By Connie Davis Bushey
News Editor, Baptist and Reflector
DOVER — It might sound like something he planned, but he wasn’t thinking about retirement — at age 61, said William Gray, director of missions, Judson, Stewart, and Truett Baptist associations. Yet “the Lord clearly called me” to be pastor of Bear Spring Baptist Church here.
He can’t do both, according to the bylaws of the associations he serves as DOM, so he announced his retirement as DOM after 30 years.
The decision may sound like something he planned because Bear Spring Baptist is the first church he pastored. So his ministry has come full circle. He will retire when a DOM is called or by July 2017.
Gray explained that he was praying about the church and its need for a pastor, as he does for all of the churches in the three associations when they are without a pastor.
He started thinking about Bear Spring and wanting to pastor there but caught himself. He might “get away with it” he said, because of his long tenure and good relationships in the area, but he would lose his integrity, and “if you lose your integrity, you’ve lost everything.”
He doesn’t believe in asking the Lord often for signs, but he did ask the Lord to show him clearly what to do. Just 30 minutes later the deacons of Bear Spring Baptist arrived at his office. One of them looked at Gray and explained that though it might seem crazy, they felt the Lord directing them to ask him to serve the church as pastor.
It was the confirmation he was seeking.
“Now I get to put into practice all I have been telling these pastors and training them to do,” noted Gray with a smile.
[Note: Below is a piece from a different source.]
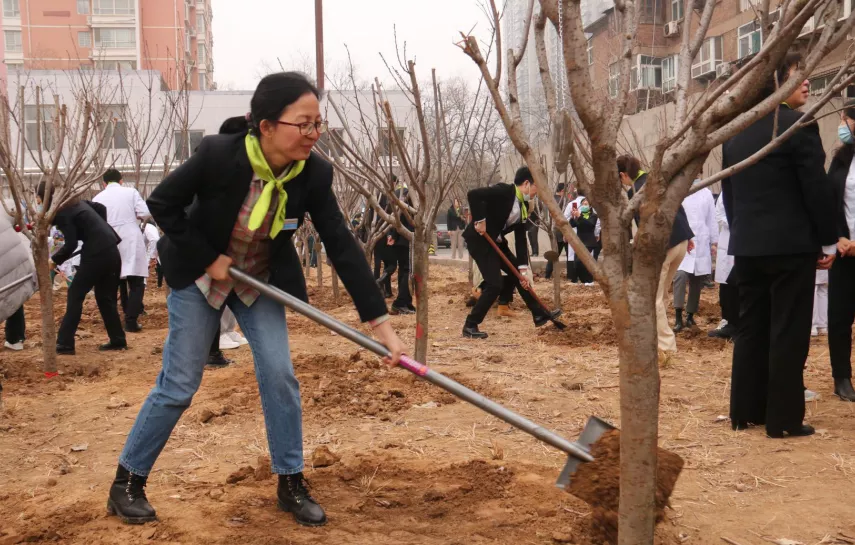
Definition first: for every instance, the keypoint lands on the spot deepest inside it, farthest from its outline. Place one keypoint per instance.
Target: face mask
(845, 134)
That usually involves efforts to revitalize their churches and connect to their communities, he added.
“In this day and age, being a CEO of a church doesn’t work here. It may work in Nashville but not in rural middle Tennessee,” he explained.
Despite the challenges, “I love pastoring,” he noted. Before serving as a DOM he pastored small churches as a bivocational pastor “and grew them” so they could better support him and his family, he added. Gray served as pastor of four small churches, two in Kentucky, where he is from. Besides Bear Spring Baptist, where he began his ministry at age 20, he also served in Tennessee at Midway Baptist Church in Dover.
On serving as a DOM for the past 30 years, Gray, who was the youngest DOM to serve at the time at age 29, noted that “there’s a lot more to it than people think.” He serves 54 churches in nine counties with one church located as far away as 90 miles from his office.
The job also requires a lot of evening meetings because 87 percent of those churches have bivocational pastors who have other jobs. That situation is not going to change soon because of the escalating cost of medical insurance, he added.
All of this transition will be difficult, said Gray, as he must become “less and less” so the next DOM can be accepted as leader.
What is making the transition easier are several other good gifts from God, said Gray.
Of course, he will enjoy spending more time with his family, including his wife Linda and son who has special needs. He also will enjoy doing something different, he reported.
And Bear Spring Baptist already is blessing him, said Gray.
He is surprised that the young adults at the church are relating to him. He has been able to revamp the Sunday School, which has drawn more people — up from 30 to 50. Bear Spring also has increased in worship from 50 to about 80 each Sunday morning.
He has had to deal with some difficulties. He has advised some people not to join the church by leaving their current church because of their relationship.
Gray explained that he is way ahead of most others who would pastor the church because he knows the church.
“I have no doubt that any church can grow, but it takes work,” said Gray. Church revitalization also requires discernment, he added. “What works at one church won’t work for another. …
“The church has already been so good to me,” Gray said.